In 2019, New York State enacted The Farm Laborers Fair Practices Act that provides expansive new workplace mandates on agriculture employers in New York. NFIB vigorously opposed this legislation, arguing that seasonality and weather-dependent business models for farmers and growers in New York could not support onerous and costly new mandates.
The law also created a new entity charged with making future decisions regarding several key provisions of the law that could not be agreed to initially. The Farm Labor Wage Board conducted several hearings this fall to evaluate – and strengthen – the still novel law, with a primary focus on reducing the 60-hour overtime threshold to as low as 40 hours-per-week.

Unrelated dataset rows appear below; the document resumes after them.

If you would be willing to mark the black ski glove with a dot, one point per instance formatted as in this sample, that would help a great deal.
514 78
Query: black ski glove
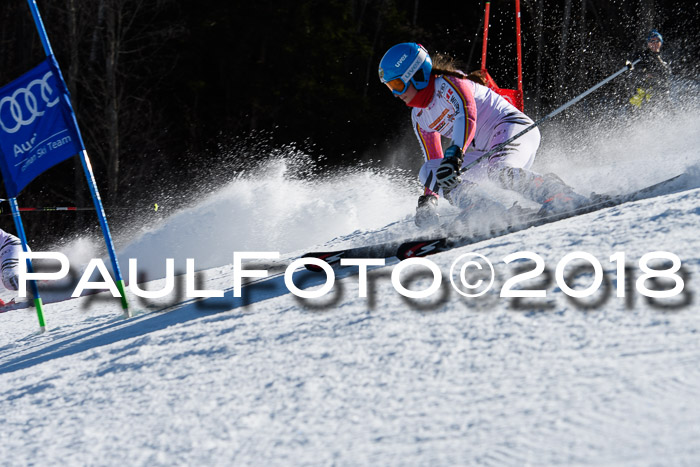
447 173
426 212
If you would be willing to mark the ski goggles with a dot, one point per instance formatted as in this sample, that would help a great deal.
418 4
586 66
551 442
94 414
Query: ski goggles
397 86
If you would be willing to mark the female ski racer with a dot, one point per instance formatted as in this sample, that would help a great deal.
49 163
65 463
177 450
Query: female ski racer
475 119
10 248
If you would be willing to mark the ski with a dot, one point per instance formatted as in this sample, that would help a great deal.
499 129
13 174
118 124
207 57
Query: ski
421 246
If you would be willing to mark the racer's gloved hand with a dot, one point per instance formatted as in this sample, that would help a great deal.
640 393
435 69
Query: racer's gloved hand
426 212
447 173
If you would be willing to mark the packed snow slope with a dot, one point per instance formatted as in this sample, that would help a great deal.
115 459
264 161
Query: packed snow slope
271 379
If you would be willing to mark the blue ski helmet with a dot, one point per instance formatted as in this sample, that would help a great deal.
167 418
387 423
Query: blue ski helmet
655 34
403 64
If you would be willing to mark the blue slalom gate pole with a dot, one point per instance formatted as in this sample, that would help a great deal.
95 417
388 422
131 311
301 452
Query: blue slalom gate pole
38 304
87 168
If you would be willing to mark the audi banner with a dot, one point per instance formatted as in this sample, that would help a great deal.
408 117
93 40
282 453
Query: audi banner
37 126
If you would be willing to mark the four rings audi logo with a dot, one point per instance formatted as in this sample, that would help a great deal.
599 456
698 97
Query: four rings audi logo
26 104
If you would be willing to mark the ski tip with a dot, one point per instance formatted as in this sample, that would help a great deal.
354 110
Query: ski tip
420 248
330 257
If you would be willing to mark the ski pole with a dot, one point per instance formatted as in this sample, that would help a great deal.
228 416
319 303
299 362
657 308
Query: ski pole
628 66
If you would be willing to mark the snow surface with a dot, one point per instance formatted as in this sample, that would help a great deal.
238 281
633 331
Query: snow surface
272 379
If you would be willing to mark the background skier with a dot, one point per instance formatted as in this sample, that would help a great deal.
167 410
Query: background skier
652 79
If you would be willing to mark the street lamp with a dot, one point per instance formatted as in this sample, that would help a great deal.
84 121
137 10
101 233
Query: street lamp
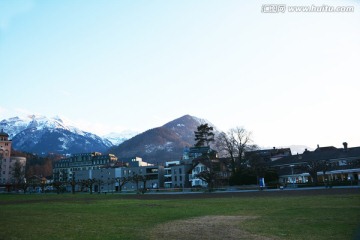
292 175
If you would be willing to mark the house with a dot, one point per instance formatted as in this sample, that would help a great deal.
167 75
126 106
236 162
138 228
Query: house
218 166
107 179
12 168
321 165
176 174
63 169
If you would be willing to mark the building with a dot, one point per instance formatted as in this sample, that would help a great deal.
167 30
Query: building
176 174
218 166
321 165
270 155
64 168
12 168
108 179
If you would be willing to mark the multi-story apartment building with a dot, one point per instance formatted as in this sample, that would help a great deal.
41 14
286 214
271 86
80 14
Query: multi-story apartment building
176 174
108 179
65 168
8 163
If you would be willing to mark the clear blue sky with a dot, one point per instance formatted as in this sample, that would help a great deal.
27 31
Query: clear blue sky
107 66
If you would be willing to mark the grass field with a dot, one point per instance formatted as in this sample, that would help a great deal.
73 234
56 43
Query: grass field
84 216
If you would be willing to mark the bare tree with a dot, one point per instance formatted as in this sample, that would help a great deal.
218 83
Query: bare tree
210 177
234 144
121 182
18 173
204 135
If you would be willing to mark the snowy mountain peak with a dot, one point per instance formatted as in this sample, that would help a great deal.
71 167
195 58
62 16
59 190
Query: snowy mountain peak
40 134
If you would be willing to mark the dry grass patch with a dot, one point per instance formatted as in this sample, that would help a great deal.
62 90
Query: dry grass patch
207 227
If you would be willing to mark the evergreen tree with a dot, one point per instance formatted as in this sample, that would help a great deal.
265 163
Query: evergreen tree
204 135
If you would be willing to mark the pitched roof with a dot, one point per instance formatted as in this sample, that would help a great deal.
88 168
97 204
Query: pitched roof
326 153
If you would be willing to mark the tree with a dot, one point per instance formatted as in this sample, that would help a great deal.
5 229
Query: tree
204 135
89 183
136 178
233 145
313 167
121 182
18 173
210 177
73 183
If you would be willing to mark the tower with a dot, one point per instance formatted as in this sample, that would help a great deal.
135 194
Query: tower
5 159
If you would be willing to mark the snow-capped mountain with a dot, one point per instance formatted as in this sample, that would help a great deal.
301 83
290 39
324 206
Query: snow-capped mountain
117 138
44 135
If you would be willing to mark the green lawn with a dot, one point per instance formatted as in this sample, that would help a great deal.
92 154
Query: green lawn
86 216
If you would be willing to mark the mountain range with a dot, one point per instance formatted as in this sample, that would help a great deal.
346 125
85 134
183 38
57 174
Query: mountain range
161 144
42 135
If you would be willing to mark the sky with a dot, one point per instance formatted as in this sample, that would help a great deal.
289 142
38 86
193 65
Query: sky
108 66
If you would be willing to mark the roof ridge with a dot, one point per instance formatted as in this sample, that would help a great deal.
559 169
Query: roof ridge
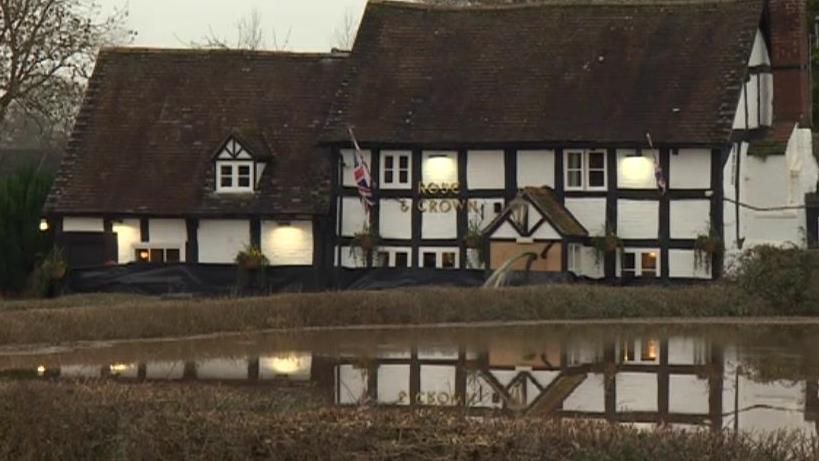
403 4
121 50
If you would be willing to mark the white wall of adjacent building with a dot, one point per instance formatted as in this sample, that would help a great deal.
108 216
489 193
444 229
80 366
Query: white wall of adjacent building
221 240
536 168
71 224
287 244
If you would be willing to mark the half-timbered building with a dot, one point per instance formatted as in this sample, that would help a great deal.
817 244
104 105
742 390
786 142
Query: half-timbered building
640 117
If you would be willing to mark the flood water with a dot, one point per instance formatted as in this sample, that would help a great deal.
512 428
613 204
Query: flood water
749 378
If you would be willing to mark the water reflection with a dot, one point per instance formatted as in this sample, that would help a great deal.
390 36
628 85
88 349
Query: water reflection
641 377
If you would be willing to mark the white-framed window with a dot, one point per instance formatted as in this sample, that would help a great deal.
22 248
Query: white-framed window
234 176
439 258
575 257
585 170
393 257
395 170
640 263
157 254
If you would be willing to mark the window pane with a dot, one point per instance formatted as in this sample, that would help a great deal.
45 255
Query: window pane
575 160
157 256
597 160
597 178
448 260
172 256
575 179
142 256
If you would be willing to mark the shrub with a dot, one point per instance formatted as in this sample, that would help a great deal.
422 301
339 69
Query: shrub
781 276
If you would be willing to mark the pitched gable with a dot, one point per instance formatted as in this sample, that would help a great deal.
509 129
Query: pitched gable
604 71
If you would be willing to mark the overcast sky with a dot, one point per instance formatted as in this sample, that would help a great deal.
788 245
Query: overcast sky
311 24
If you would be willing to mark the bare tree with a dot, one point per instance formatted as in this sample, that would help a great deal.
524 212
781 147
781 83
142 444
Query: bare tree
249 36
47 52
344 35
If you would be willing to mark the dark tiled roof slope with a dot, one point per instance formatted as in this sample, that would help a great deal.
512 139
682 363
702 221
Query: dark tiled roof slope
152 121
603 71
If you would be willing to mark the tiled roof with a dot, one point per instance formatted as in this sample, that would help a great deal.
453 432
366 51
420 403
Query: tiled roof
14 160
564 221
545 200
593 71
153 119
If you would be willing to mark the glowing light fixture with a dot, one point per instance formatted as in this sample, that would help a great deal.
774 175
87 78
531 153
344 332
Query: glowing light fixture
637 169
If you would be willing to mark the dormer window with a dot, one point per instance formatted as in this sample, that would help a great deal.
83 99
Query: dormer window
235 169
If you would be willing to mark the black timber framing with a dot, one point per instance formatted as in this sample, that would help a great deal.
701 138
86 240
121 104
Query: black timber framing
510 152
192 245
665 219
612 197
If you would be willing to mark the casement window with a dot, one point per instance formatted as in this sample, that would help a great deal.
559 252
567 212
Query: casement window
393 258
444 258
640 263
157 255
575 258
585 169
234 176
395 170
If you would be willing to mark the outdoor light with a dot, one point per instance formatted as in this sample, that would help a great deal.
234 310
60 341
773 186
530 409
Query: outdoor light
441 169
637 168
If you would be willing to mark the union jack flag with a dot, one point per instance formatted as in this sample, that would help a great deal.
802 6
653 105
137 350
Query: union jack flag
658 169
361 175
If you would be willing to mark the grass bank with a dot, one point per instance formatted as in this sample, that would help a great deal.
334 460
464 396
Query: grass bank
153 318
98 420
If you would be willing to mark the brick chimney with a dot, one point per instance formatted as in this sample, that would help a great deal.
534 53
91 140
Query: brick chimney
787 23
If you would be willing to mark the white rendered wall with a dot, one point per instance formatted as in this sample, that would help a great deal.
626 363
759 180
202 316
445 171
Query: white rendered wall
288 245
638 219
439 167
591 212
439 225
128 236
689 218
681 265
485 212
83 225
690 169
536 168
636 172
221 240
485 169
393 222
349 165
353 217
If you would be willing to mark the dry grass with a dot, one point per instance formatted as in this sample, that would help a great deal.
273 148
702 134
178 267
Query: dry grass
98 420
152 318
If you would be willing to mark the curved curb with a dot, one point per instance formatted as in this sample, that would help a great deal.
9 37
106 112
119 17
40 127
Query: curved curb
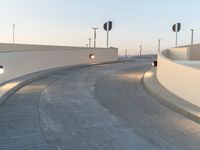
169 99
26 79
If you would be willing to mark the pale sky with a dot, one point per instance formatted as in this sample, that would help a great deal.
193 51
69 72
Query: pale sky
69 22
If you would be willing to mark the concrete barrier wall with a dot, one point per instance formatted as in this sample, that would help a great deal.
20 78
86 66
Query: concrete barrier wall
19 59
179 78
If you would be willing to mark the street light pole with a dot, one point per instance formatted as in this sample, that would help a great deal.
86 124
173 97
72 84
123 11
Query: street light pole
192 36
140 51
13 33
89 41
95 29
159 45
126 53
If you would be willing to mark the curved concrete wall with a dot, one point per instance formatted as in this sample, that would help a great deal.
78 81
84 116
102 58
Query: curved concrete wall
180 77
19 59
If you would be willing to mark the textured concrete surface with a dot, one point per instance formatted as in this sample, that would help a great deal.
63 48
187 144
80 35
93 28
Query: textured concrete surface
168 98
93 108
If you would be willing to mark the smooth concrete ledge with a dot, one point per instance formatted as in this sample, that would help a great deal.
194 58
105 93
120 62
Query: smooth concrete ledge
10 87
176 103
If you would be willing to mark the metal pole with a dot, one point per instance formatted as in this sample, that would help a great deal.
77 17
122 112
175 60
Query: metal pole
192 36
13 33
89 42
107 34
140 51
95 36
126 51
159 45
176 35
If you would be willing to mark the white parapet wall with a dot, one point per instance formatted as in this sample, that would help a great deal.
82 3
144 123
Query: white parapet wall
19 59
180 75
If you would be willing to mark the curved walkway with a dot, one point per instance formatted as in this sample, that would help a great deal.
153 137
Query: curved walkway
93 108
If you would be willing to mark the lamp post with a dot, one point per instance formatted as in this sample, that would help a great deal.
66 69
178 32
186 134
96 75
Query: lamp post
159 45
13 33
90 39
192 36
126 53
140 51
95 35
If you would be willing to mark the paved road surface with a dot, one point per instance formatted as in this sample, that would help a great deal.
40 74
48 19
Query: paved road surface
102 107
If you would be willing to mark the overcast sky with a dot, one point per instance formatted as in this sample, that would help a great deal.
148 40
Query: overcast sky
69 22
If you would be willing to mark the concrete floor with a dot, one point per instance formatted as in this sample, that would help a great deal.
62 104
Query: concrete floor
102 107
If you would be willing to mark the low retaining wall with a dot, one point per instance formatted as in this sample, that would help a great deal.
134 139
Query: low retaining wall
18 59
179 78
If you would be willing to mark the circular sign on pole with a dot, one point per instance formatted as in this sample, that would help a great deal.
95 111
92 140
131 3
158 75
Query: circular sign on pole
108 26
176 27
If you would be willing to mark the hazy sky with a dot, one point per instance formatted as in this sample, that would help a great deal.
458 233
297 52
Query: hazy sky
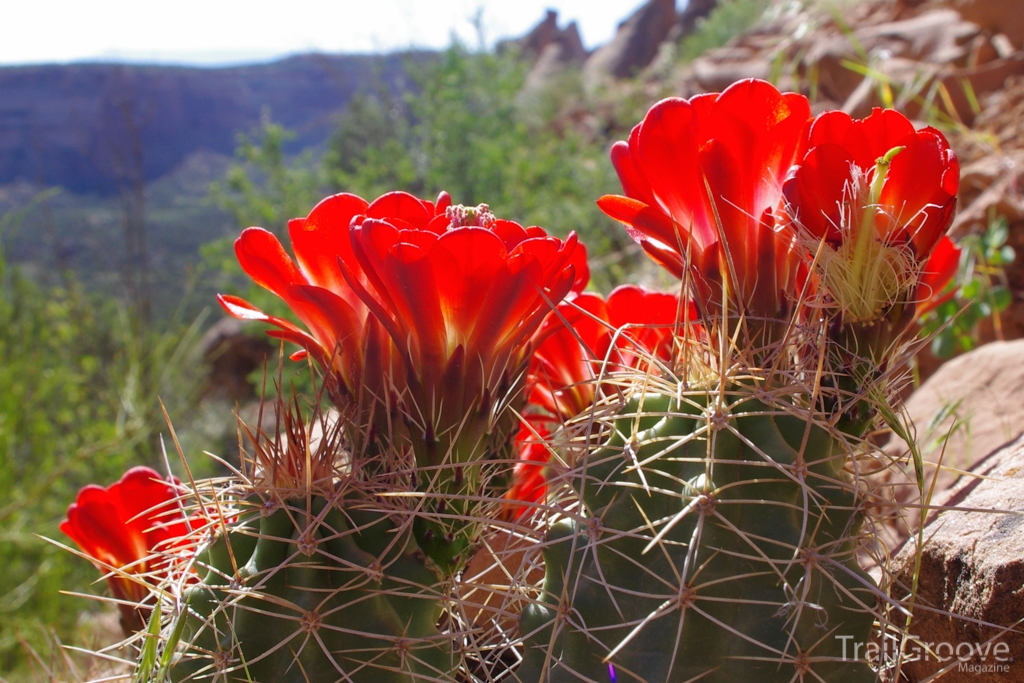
225 31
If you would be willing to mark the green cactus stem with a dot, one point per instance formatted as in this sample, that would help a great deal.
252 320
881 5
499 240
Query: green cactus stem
716 542
315 590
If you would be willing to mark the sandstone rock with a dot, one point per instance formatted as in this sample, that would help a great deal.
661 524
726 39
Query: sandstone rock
565 51
232 353
687 19
970 407
992 185
635 44
902 50
720 69
970 598
567 44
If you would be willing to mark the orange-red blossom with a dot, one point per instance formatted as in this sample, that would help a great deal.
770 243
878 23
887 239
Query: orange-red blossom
591 338
423 312
873 199
704 180
125 527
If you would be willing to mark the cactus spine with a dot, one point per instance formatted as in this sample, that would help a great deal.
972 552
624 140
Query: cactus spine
716 542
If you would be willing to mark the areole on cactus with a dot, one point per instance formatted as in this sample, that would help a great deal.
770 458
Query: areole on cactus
686 466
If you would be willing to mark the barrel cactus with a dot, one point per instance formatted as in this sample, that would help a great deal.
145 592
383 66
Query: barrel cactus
716 516
691 465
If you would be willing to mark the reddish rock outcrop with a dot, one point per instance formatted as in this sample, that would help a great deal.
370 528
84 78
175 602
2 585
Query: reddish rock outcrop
969 605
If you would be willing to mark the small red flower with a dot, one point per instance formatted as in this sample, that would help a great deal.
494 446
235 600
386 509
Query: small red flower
427 308
631 329
702 179
915 200
933 288
875 198
634 328
125 527
529 481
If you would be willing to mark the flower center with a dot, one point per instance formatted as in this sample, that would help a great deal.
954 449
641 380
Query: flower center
469 216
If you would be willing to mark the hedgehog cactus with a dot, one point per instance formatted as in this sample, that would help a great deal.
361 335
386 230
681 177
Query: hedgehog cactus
315 589
718 525
708 503
335 558
718 542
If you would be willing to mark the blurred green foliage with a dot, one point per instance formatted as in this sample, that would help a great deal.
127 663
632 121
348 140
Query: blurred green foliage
982 292
468 128
75 410
729 18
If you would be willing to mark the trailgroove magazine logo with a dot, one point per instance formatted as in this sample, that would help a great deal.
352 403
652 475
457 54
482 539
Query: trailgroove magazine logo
975 657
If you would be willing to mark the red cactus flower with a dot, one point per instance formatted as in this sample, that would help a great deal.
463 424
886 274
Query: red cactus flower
124 527
529 482
632 328
339 331
933 288
877 197
425 306
702 178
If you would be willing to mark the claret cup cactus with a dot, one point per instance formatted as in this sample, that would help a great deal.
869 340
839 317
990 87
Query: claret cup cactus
686 470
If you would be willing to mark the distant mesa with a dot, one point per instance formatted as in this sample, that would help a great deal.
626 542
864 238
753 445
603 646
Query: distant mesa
76 125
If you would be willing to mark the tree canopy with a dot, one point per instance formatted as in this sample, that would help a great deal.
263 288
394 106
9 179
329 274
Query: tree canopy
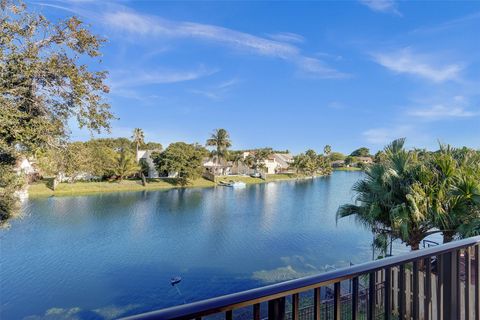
361 152
44 84
182 159
410 194
220 139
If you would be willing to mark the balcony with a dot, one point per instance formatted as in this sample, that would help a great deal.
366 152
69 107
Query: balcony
440 282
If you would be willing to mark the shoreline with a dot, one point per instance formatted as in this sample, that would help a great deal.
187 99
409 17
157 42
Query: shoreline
40 189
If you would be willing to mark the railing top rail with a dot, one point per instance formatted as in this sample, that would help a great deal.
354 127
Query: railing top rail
261 294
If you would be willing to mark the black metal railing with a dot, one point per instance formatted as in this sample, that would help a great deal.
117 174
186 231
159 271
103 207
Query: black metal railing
440 282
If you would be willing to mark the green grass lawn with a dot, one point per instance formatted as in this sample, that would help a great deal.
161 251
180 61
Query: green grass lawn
347 169
246 179
40 188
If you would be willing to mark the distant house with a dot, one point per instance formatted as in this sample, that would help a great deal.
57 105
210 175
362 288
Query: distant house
217 167
146 155
275 163
25 166
338 163
365 160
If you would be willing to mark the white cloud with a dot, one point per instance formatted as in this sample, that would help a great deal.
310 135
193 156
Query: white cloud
146 25
217 92
440 111
130 78
383 136
405 61
389 6
287 37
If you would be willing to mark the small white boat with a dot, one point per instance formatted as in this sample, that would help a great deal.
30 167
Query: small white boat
233 184
239 184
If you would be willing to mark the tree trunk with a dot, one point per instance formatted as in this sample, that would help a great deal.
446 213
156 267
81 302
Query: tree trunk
415 245
448 236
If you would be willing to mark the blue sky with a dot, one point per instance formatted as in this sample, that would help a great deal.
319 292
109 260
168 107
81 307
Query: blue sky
290 75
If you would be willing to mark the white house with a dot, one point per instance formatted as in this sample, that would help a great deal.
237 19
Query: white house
275 163
217 168
146 155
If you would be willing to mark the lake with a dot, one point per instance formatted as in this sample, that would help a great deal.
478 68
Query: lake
109 255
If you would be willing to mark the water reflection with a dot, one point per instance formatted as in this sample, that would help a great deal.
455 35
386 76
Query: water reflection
118 251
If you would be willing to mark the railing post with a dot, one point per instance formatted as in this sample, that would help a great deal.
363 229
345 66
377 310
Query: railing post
276 309
449 285
317 304
355 298
337 303
295 306
468 280
416 291
428 288
371 295
477 282
401 292
387 288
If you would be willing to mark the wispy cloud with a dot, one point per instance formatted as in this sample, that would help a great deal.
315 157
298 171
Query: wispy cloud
147 25
383 136
388 6
129 78
218 91
287 37
421 65
440 111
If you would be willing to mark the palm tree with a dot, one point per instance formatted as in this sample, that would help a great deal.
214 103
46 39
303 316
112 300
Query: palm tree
221 140
327 149
392 198
138 138
124 165
455 190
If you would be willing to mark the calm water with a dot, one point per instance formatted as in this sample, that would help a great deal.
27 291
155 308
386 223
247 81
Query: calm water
103 256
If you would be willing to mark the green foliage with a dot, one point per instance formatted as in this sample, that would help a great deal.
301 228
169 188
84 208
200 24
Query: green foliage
185 160
335 156
361 152
138 138
409 193
327 149
256 159
151 146
220 139
310 163
350 160
43 85
71 160
124 165
144 167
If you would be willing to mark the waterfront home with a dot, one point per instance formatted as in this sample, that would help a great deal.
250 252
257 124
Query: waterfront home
146 155
217 167
338 163
364 160
275 163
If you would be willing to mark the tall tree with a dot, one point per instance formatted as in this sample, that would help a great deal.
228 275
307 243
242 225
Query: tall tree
392 197
361 152
327 149
138 138
220 139
124 165
185 160
43 84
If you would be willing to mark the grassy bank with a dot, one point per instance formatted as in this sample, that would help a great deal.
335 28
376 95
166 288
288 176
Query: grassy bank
40 188
347 169
68 189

NFIB provided testimony to the Farm Board in October reinforcing our original objections but also arguing that the economic impact of the new law on agri-business could not be understood or evaluated after such a short period of implementation, and that the COVID-19 pandemic continues to cloud the state’s broader economy, including agriculture, with unprecedented uncertainty.
The Farm Labor Wage Board announced on December 31, 2020 that it concurs with NFIB’s arguments and recommended no changes to the current 60-hour overtime threshold. The recommendation did state that the board would revisit the threshold next year, at which point NFIB will again be prepared to advocate on behalf the state’s small businesses, farmers, and growers.